BAŞKAN ERDOĞAN BIDEN İLE GÖRÜŞECEK Mİ?
BM Genel Kurulu çerçevesinde New York'a gideceğiz ama ondan önce G20 Zirvesi var. O da ayın 8 10 Eylül arası Hindistan'da gerçekleşecek. Orada da bazı görüşmeler planlanıyor.
Oradaki görüşmelerin durumuna göre daha sonraki New York'taki görüşmelerin de mahiyeti ortaya çıkacak.
ÇOK YOĞUN BİR GÖRÜŞME TALEBİ VAR
Çok yoğun bir görüşme talebi var Sayın Cumhurbaşkanımızla. G20 ile BM ile alakalı. Ama zamanın da bir durumu mevzu bahis. Her talebi maalesef karşılayabilecek durumda değiliz. En çok randevu ve görüşme talebi içerisinde bulunan liderlerden birisi Sayın Cumhurbaşkanımız.

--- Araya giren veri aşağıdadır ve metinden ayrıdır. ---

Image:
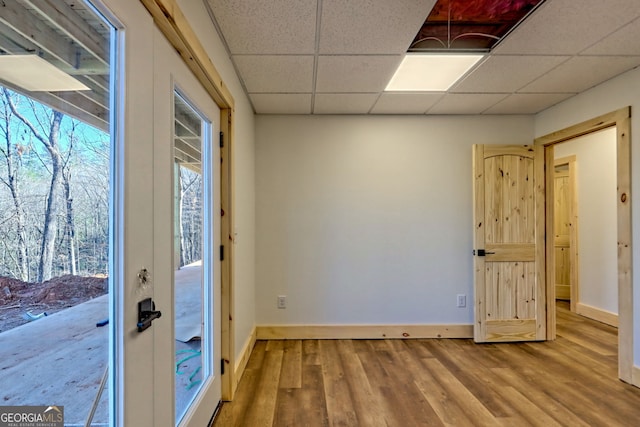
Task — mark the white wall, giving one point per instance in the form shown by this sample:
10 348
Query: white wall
244 169
597 211
368 220
616 93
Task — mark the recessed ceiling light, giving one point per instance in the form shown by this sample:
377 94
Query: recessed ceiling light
35 74
426 72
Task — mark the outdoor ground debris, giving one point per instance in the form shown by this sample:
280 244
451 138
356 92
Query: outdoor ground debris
18 297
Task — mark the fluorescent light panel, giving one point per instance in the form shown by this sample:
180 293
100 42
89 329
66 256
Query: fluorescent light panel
426 72
35 74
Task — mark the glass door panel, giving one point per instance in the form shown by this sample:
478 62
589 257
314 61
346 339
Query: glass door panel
191 283
56 199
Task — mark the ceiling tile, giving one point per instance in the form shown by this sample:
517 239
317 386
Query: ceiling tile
507 73
566 27
355 73
276 73
625 41
405 103
344 103
281 103
371 26
465 103
581 73
267 27
527 103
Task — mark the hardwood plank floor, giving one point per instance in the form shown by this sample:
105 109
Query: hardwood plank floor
571 381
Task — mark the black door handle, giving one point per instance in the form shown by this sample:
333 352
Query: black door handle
482 252
146 313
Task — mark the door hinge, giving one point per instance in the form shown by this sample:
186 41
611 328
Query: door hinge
482 252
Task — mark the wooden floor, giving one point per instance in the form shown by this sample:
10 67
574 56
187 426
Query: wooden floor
569 382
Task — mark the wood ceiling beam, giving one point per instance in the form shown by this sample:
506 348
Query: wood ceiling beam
67 20
25 23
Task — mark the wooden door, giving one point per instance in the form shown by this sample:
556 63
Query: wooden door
561 231
509 243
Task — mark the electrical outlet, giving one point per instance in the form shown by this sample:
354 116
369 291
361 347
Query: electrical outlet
461 300
282 301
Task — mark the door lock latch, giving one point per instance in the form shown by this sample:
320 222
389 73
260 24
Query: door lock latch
146 313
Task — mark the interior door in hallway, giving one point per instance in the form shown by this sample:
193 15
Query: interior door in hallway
509 243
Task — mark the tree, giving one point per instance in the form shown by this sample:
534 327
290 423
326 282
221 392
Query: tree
51 142
12 154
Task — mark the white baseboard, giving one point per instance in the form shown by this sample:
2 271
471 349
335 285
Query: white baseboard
597 314
243 359
276 332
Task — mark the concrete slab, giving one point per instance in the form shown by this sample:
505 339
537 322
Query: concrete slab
60 359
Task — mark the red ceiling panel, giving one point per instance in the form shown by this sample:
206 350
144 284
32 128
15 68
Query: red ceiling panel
471 24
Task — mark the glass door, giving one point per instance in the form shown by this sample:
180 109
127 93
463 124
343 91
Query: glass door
187 230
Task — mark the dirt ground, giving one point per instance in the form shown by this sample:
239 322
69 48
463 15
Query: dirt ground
18 298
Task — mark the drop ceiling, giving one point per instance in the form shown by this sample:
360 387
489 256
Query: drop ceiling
336 56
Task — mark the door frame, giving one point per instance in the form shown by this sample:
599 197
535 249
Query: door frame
172 23
574 288
621 120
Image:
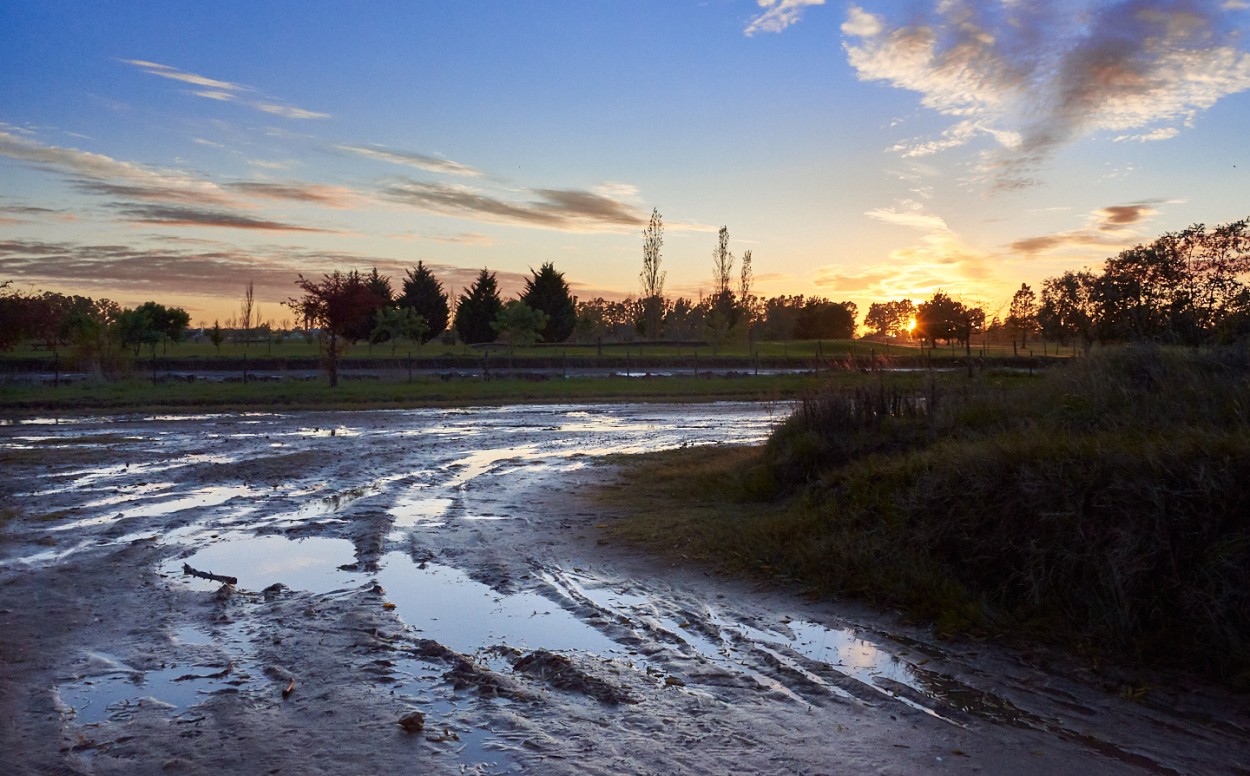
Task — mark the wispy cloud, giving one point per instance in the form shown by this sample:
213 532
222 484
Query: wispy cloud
173 215
938 258
561 209
225 91
1034 76
103 174
778 15
421 161
314 194
205 268
165 71
1108 229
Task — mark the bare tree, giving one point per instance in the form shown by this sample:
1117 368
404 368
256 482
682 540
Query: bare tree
723 264
245 313
744 289
651 278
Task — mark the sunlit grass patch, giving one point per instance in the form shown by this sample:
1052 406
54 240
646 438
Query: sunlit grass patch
1101 507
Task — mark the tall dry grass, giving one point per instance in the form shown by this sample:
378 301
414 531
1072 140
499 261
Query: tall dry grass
1105 505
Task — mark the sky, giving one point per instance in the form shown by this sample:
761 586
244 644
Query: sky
871 150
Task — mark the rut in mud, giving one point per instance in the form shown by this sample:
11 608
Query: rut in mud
440 567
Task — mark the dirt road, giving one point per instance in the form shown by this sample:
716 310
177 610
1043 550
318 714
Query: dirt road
441 567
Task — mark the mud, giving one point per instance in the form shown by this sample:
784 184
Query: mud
429 591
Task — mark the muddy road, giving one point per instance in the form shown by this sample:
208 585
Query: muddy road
429 591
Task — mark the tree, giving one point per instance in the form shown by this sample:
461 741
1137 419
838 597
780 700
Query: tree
519 324
745 301
216 336
943 318
890 319
245 314
391 323
723 314
1023 315
150 324
424 294
651 278
549 293
1066 311
820 319
11 313
373 293
476 310
338 306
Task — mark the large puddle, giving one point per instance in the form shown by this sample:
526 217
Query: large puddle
424 505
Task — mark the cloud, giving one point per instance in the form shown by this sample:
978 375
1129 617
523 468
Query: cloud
165 71
103 174
289 111
1034 76
1164 133
778 15
1108 229
203 268
224 91
560 209
313 194
430 164
173 215
909 214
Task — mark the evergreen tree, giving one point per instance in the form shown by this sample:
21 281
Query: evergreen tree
424 294
478 309
548 293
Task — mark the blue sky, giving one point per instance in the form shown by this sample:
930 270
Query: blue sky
175 151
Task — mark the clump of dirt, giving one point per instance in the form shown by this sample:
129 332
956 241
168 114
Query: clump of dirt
465 672
561 674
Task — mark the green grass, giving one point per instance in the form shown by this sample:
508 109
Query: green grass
1101 506
141 395
300 349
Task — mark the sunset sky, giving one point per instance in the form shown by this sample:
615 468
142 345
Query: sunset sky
174 151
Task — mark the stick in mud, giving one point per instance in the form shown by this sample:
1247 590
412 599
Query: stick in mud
205 575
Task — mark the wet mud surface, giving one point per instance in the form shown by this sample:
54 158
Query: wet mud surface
430 591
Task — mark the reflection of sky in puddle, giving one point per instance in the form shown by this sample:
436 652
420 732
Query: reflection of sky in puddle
465 615
414 511
198 499
259 561
100 697
838 649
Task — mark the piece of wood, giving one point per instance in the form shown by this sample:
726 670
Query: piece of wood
205 575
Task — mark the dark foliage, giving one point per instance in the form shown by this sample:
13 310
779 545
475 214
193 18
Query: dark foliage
548 293
424 294
478 309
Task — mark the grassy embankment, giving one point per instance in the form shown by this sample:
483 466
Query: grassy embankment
1103 506
394 386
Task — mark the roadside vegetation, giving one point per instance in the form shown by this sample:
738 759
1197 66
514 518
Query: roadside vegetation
143 395
1100 506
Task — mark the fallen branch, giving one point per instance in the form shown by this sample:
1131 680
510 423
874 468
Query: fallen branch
205 575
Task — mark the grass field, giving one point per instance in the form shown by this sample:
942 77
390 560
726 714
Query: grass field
140 395
298 348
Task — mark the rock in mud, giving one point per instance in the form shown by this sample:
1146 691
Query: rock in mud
413 722
561 674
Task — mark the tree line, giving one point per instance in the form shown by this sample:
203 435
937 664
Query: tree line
1185 288
96 331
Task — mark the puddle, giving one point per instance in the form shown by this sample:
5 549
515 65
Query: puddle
468 616
259 561
198 499
116 696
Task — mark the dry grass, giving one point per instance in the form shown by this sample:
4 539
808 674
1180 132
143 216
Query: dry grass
1103 506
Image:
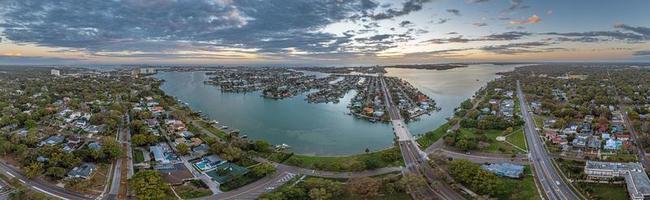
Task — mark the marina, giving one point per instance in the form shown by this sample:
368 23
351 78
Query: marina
325 128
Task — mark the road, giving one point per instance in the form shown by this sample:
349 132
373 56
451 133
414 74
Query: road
414 158
41 186
552 184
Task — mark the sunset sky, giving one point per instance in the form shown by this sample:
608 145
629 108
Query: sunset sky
321 32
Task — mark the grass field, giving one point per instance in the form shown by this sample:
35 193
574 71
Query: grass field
385 158
138 156
522 189
432 136
518 138
603 191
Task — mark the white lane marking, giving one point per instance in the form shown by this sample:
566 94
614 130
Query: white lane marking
46 192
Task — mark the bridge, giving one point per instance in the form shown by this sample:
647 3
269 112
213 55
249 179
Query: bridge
414 158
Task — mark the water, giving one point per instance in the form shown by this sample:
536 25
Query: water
324 129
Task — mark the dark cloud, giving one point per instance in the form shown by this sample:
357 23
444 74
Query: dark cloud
440 21
645 31
36 60
454 11
579 39
479 24
512 35
507 36
517 48
616 35
476 1
405 23
642 53
407 7
515 5
145 25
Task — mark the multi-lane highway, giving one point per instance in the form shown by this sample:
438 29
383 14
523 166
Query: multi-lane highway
553 186
414 158
39 185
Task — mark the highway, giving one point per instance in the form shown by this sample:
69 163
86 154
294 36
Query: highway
414 158
40 185
552 184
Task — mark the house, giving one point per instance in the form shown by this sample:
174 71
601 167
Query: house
94 146
613 144
505 169
186 134
593 143
152 123
52 140
159 154
579 142
201 149
84 171
636 180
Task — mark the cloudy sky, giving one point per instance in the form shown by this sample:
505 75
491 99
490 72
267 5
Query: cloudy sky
321 32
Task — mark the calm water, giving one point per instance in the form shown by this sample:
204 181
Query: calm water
324 129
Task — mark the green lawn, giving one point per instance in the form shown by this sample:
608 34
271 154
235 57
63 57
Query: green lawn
138 156
212 129
193 189
385 158
432 136
494 145
518 138
524 188
603 191
539 121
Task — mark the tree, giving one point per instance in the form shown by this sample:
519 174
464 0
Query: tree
262 146
319 194
231 153
33 170
56 172
263 169
140 139
148 184
364 187
412 182
183 149
111 148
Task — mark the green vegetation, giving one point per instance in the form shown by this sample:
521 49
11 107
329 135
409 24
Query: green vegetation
601 191
385 158
476 179
148 184
467 139
256 172
432 136
390 187
138 156
193 189
521 189
518 138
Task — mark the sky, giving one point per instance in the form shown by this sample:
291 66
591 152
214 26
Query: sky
321 32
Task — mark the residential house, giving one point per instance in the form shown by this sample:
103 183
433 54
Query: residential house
84 171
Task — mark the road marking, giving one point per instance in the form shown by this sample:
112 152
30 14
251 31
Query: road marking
46 192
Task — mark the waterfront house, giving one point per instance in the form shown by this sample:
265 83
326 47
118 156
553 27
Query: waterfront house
637 181
52 140
159 154
84 171
613 144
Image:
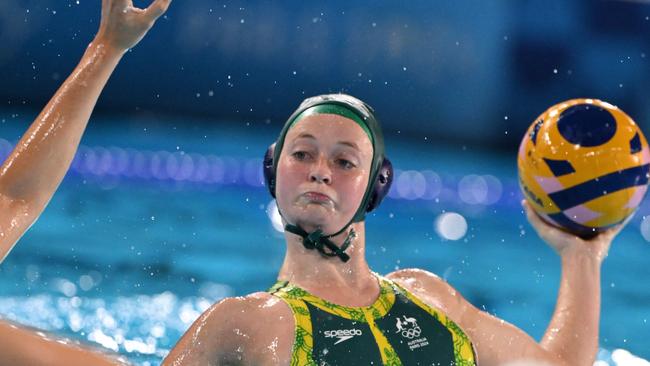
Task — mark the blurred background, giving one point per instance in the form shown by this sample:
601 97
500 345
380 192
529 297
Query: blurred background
164 210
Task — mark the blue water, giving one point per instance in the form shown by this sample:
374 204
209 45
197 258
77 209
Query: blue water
128 260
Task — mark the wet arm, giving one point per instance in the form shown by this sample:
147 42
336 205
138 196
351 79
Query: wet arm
35 168
573 330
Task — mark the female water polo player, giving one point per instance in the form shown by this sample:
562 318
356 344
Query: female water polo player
33 171
326 170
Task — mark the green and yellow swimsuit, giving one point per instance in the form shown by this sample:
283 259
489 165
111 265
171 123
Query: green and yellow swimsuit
398 329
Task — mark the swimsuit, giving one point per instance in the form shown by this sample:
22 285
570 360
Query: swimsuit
398 329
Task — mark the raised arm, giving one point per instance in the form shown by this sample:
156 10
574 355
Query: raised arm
33 171
572 336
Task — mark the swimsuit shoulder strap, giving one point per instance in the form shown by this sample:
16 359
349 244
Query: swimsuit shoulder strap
303 340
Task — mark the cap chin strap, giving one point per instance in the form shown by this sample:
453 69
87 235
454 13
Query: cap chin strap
316 240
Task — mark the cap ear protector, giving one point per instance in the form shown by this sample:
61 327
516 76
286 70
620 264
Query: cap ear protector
379 191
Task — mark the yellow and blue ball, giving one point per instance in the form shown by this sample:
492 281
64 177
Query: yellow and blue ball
584 166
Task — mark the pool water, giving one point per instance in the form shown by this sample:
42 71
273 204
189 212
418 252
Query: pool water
158 220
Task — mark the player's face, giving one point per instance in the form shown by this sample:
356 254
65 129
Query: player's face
323 172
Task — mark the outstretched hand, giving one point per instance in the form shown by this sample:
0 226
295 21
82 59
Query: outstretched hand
123 25
565 243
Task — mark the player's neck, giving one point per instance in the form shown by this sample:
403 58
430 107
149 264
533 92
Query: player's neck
329 277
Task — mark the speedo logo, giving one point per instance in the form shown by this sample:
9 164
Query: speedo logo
342 334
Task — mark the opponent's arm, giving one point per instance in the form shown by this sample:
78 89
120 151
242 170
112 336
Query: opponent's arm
26 347
35 168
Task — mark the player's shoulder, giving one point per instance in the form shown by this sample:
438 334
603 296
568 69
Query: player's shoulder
415 277
252 308
430 287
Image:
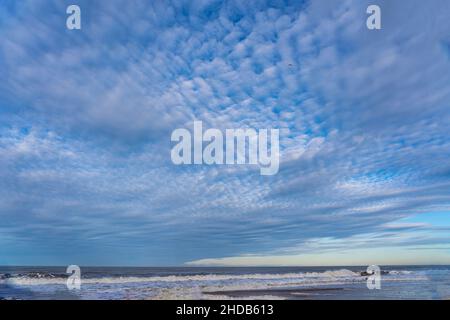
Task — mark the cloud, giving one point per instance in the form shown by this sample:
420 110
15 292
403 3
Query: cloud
86 117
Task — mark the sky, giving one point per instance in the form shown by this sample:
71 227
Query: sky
86 118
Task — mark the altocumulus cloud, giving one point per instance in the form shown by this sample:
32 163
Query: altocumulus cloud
86 117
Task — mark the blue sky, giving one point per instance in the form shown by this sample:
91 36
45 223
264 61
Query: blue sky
86 117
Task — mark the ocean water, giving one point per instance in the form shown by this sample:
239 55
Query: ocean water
399 282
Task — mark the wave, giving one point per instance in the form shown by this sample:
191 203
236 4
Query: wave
342 275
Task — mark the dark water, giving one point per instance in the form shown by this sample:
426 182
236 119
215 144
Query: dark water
399 282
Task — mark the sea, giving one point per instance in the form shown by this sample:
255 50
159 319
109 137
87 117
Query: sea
223 283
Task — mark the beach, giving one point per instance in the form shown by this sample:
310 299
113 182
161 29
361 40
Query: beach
286 283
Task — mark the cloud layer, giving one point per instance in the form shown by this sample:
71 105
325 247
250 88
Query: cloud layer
86 117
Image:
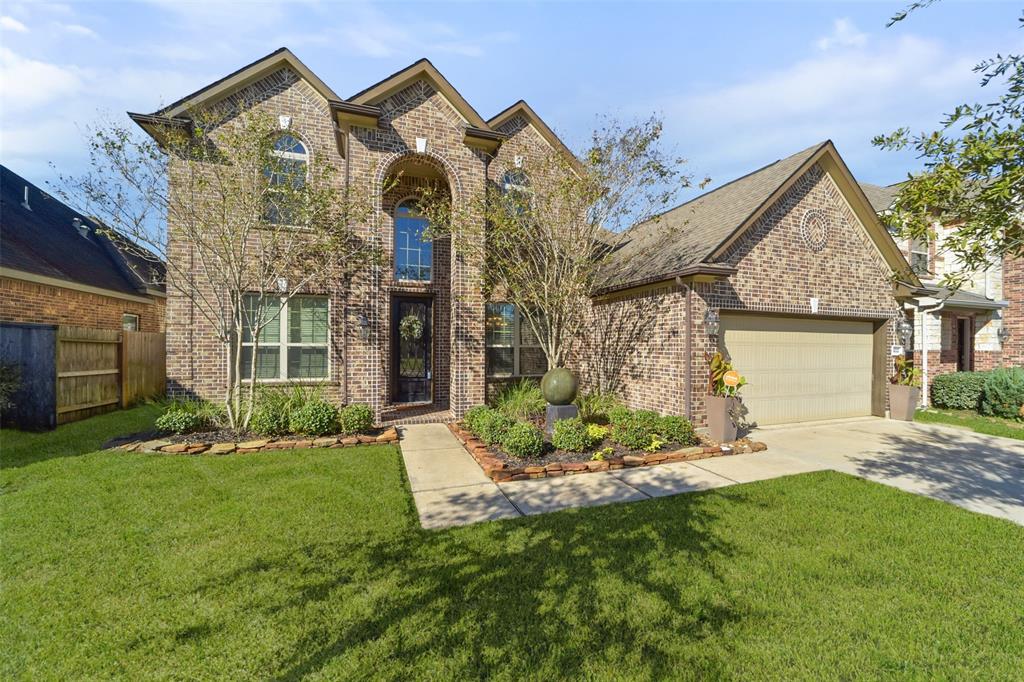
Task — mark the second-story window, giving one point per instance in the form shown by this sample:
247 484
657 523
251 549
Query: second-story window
286 172
919 256
413 252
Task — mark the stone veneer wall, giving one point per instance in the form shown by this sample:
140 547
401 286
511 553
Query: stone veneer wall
23 301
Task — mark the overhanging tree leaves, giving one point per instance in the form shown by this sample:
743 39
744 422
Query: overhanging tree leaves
244 222
973 178
551 224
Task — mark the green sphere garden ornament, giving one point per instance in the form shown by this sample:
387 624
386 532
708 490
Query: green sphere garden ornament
559 386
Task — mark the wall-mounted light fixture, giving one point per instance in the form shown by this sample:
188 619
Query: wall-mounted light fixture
712 322
364 327
1004 335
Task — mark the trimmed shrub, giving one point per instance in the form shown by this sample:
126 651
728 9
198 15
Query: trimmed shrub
1003 394
571 435
187 416
472 418
960 390
594 407
272 416
677 429
596 433
179 420
493 426
522 439
316 417
521 399
636 431
619 415
355 418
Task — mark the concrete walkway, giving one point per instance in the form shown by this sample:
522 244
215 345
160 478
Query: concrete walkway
449 486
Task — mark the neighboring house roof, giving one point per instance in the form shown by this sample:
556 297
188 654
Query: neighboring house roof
41 239
700 230
881 197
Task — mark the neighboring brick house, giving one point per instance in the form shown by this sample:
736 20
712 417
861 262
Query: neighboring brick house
791 259
56 267
978 327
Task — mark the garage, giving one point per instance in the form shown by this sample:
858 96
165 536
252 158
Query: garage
800 370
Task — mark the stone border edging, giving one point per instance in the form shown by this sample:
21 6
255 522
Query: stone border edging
500 472
389 435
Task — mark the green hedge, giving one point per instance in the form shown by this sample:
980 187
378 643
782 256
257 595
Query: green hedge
1004 393
960 390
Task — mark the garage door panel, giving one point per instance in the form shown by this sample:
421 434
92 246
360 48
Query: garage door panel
801 370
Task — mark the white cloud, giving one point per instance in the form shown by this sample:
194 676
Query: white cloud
79 30
30 84
844 34
11 24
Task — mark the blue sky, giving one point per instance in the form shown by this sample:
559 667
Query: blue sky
738 84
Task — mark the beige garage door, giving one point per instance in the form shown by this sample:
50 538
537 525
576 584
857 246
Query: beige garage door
801 370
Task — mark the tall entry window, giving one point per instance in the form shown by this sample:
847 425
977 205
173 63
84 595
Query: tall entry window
413 253
513 350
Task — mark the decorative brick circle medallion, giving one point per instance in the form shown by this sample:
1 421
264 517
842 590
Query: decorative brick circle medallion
814 229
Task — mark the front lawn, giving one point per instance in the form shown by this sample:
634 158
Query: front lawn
280 565
972 420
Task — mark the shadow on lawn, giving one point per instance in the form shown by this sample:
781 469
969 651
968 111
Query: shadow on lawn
547 591
957 467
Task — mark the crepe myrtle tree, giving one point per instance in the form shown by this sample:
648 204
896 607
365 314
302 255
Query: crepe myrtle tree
973 177
553 220
228 200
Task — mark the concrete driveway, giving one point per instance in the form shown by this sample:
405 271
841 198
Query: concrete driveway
978 472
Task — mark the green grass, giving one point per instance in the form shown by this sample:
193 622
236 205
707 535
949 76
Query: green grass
972 420
290 564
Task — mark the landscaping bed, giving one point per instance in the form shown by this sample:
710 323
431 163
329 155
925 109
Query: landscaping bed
614 438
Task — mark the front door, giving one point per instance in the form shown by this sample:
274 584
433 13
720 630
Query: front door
412 350
965 343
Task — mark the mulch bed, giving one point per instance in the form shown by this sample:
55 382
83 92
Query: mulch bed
500 466
226 441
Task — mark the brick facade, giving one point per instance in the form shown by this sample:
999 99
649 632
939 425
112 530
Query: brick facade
23 301
777 272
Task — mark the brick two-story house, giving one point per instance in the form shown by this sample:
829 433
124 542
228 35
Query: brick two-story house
787 268
980 326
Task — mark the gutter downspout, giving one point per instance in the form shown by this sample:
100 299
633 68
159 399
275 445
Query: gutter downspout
688 346
924 346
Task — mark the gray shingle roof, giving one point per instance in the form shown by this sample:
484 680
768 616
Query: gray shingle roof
880 197
689 233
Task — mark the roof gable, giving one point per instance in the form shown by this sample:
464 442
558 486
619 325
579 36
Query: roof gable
702 229
41 239
421 70
246 76
527 113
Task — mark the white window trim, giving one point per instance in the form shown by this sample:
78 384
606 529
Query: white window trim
394 246
516 346
284 344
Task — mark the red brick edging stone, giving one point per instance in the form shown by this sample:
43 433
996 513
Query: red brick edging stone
499 471
388 436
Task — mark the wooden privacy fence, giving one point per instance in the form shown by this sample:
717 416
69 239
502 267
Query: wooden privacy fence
102 370
71 373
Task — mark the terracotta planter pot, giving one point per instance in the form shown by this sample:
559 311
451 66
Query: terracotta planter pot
722 418
903 401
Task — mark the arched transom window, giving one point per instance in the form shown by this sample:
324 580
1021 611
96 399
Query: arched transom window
286 172
413 252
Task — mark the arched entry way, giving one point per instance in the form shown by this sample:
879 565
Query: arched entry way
417 287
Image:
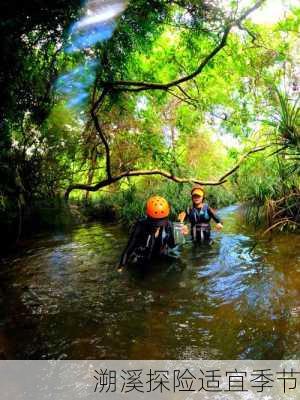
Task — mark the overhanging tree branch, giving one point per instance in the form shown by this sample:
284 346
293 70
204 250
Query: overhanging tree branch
165 174
135 86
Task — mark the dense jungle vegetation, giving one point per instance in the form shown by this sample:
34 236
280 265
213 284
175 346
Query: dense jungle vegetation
175 92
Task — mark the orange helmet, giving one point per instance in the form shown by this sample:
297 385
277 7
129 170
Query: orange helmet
157 207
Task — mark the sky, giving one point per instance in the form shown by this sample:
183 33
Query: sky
272 11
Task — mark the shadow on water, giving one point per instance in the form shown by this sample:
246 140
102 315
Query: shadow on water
239 298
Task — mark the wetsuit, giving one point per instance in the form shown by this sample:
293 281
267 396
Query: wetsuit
143 244
200 222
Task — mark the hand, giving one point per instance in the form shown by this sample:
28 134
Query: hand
219 227
184 230
181 216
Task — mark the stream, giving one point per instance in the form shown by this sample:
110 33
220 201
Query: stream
61 297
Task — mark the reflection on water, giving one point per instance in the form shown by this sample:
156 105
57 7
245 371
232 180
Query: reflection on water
239 298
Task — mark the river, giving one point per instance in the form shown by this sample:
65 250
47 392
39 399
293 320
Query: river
62 298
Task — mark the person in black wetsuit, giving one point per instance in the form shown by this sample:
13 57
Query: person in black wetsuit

ARABULUCULUK İÇİN DEVREYE GİREN TEK ÜLKE TÜRKİYE
Tabii ki bizim de bazı taleplerimiz var. Zirve çerçevesinde resmi olan daha doğrusu basına yansıyan toplantılarla beraber hızlı yapılan ayaküstü bir takım konuların görüşüldüğü mahiyetli konuların konuşulduğu küçük küçük toplantılar da oluyor. Bunların çerçevesinde hepsi gerçekleşecek. Ama BM'nin ayağını öncelikle bir G20'yi halledelim ondan sonra BM'ye doğru gideceğiz. Pazartesi günü Rusya'da Soçi'de olacağız. Orada G20 ülkeleri arasında olan Türkiye tek ülke tüm taraflarla görüşen. Hem Ukrayna hem Rusya tarafıyla hem görüşebilien hem müzakere edebilen hem de güvenini sağlamış olan arabuluculuk konusunda gerektiği taktirde devreye girebilen tek ülke Türkiye.
Gözler pazartesi günkü görüşmede. Hızlı bir eylül ayı yaşayacağız yoğun temasların olduğu her türlü temasın masada olduğu.
Biden ile görüşme de seçenekler arasında tabii ki var. Ama ABD'de seçim sürecinin de başlamış olduğunu düşünürsek seçim dönemi başlamış vaziyette, onların da etkisi oluyor. Biden'ın ne kadar New York'te bulunup bulunmayacağı da net değil dolayısıyla birçok parametre var.